Die Aktivisten von Mare Libero wollen dem Recht mit ihren Aktionen zur Durchsetzung verhelfen. „Der Staat müsste die Anlagenbetreiber mit Bußgeldern belegen“, fordert Stefano Salvetti. Er sitzt jetzt auf einer kleinen Mauer an der Piazza Paradiso in Marina di Carrara, nördliche Toskana. Salvetti will zum Interview lieber nicht in die Bar der Strandanlage gehen. „Die sind gefährlich“, behauptet er.

15 Milliarden Umsatz mit Strandliegen

Rechts abgezäunte Badeanlagen, auch links Badeanlagen, so weit das Auge reicht. Aber für Ende August nur wenige Besucher. Dazwischen, in einem 20 Meter breiten Streifen, drängeln sich die Badegäste auf der „spiaggia libera“, dem frei benutzbaren Küstenstreifen. In Ligurien (wegen der Felsküste) und in der Emilia-Romagna mit Badehochburgen wie Rimini sind rund 70 Prozent der Strände per Lizenz vergeben, in der Toskana sind es 52 Prozent. Hier, am freien Strand, haben sich junge Familien, Ausländer, Jugendliche, eher weniger Wohlhabende niedergelassen. Liegen und Schirme muss man hier selbst mitbringen, es gibt ein WC. „Der Strand ist ein öffentliches Gut, er gehört allen, aber nicht alle können sich den Besuch eines Strandbads leisten“, sagt Salvetti.

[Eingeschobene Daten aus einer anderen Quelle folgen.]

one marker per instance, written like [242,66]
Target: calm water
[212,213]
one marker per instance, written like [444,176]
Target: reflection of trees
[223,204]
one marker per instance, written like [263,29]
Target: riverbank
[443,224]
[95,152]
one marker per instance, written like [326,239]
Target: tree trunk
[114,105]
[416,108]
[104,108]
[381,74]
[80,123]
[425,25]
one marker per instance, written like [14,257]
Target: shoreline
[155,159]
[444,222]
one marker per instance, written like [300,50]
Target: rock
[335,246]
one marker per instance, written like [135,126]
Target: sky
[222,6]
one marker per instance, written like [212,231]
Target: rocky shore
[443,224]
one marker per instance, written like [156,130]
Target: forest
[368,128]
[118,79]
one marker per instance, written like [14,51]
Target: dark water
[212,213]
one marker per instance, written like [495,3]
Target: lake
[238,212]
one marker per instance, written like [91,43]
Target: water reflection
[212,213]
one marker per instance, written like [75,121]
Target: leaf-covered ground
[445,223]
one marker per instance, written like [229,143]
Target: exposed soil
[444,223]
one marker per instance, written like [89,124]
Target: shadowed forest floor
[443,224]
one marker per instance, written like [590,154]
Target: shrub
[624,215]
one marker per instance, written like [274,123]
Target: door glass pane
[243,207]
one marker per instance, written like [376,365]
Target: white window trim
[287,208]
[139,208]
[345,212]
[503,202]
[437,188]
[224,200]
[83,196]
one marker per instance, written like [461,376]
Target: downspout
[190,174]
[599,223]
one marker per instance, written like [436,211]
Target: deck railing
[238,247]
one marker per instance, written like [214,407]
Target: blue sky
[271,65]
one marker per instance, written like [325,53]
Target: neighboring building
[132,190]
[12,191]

150 bis 200 Euro Tagesmiete kosten ein Sonnenschirm und zwei Liegen in der exklusiven Bucht von Paraggi bei Portofino. 40 Euro verlangt der „Paradise Beach“ hier nebenan in Marina di Carrara, Parkplatz inklusive. Wer zum Mittagessen im Restaurant bleibt, bekommt noch zehn Euro Rabatt. Die 7244 Strandbäder in Italien machen ein Milliardengeschäft, insgesamt setzt die Branche rund 15 Milliarden Euro um. Die Lizenznehmer besitzen häufig mehrere Lizenzen. Sie zahlen aber nur einen Bruchteil für die Genehmigungen, die oft von Generation zu Generation und zu Spottpreisen weitergegeben wurden. Gerade einmal 115 Millionen Euro streicht der Staat für die Genehmigungen ein.

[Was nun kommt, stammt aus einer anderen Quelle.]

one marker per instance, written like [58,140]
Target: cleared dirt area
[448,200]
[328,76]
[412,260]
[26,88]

Kritiker der Strandanlagen-Betreiber sprechen von einer mächtigen Lobby, die da am Werke sei. „In jeder Badeanlage arbeitet mindestens eine Familie, dazu die Angestellten und Stammgäste. Dieses Gemisch hat Einfluss bei Wahlen“, behauptet Stefano Patuanelli, Parlamentarier der Fünf-Sterne-Bewegung. „Die Branche übt vor allem auf lokaler Ebene viel Druck aus, es gibt da ein undurchsichtiges Geflecht von Wirtschaft und Politik“, meint Stefano Salvetti.

Deutlich zu sehen ist dieses Phänomen an Italiens berühmtestem Strandbad, dem „Twiga Beach Club“ im toskanischen Forte dei Marmi, 15 Kilometer südlich von Marina di Carrara. Auf dem Parkplatz parken hochzylindrige Autos, ein Ferrari, drei Porsche. Wer sich vom Strand nähert, wandelt an Palmen, Giraffen-Statuen und weiträumigen Zelten vorbei, in denen Masseurinnen ihr Werk tun. Drinnen gibt es ein großes Restaurant, eine Konzertbühne, einen Pool, einen Friseur und Boutiquen. Daniela Santanché, Italiens Tourismusministerin, war hier Anteilseignerin. Als sie 2022 von Meloni in ihr Kabinett berufen wurde, verkaufte sie ihren Anteil in Höhe von 1,7 Millionen Euro – an ihren Lebensgefährten.

Mitbetreiber des Twiga ist der schillernde Ex-Formel-1-Manager Flavio Briatore, der vor ein paar Jahren öffentlich zugab, die 17 619 Euro Pachtgebühr seien etwas niedrig, bei knapp zehn Millionen Euro Jahresumsatz. Geändert hat sich nichts. Santanché sitzt weiterhin am Ministertisch, der sich um die Frage der Strandbadlizenzen kümmern soll. „Kann so jemand wirklich das Interesse der Allgemeinheit vertreten?“, fragt Salvetti.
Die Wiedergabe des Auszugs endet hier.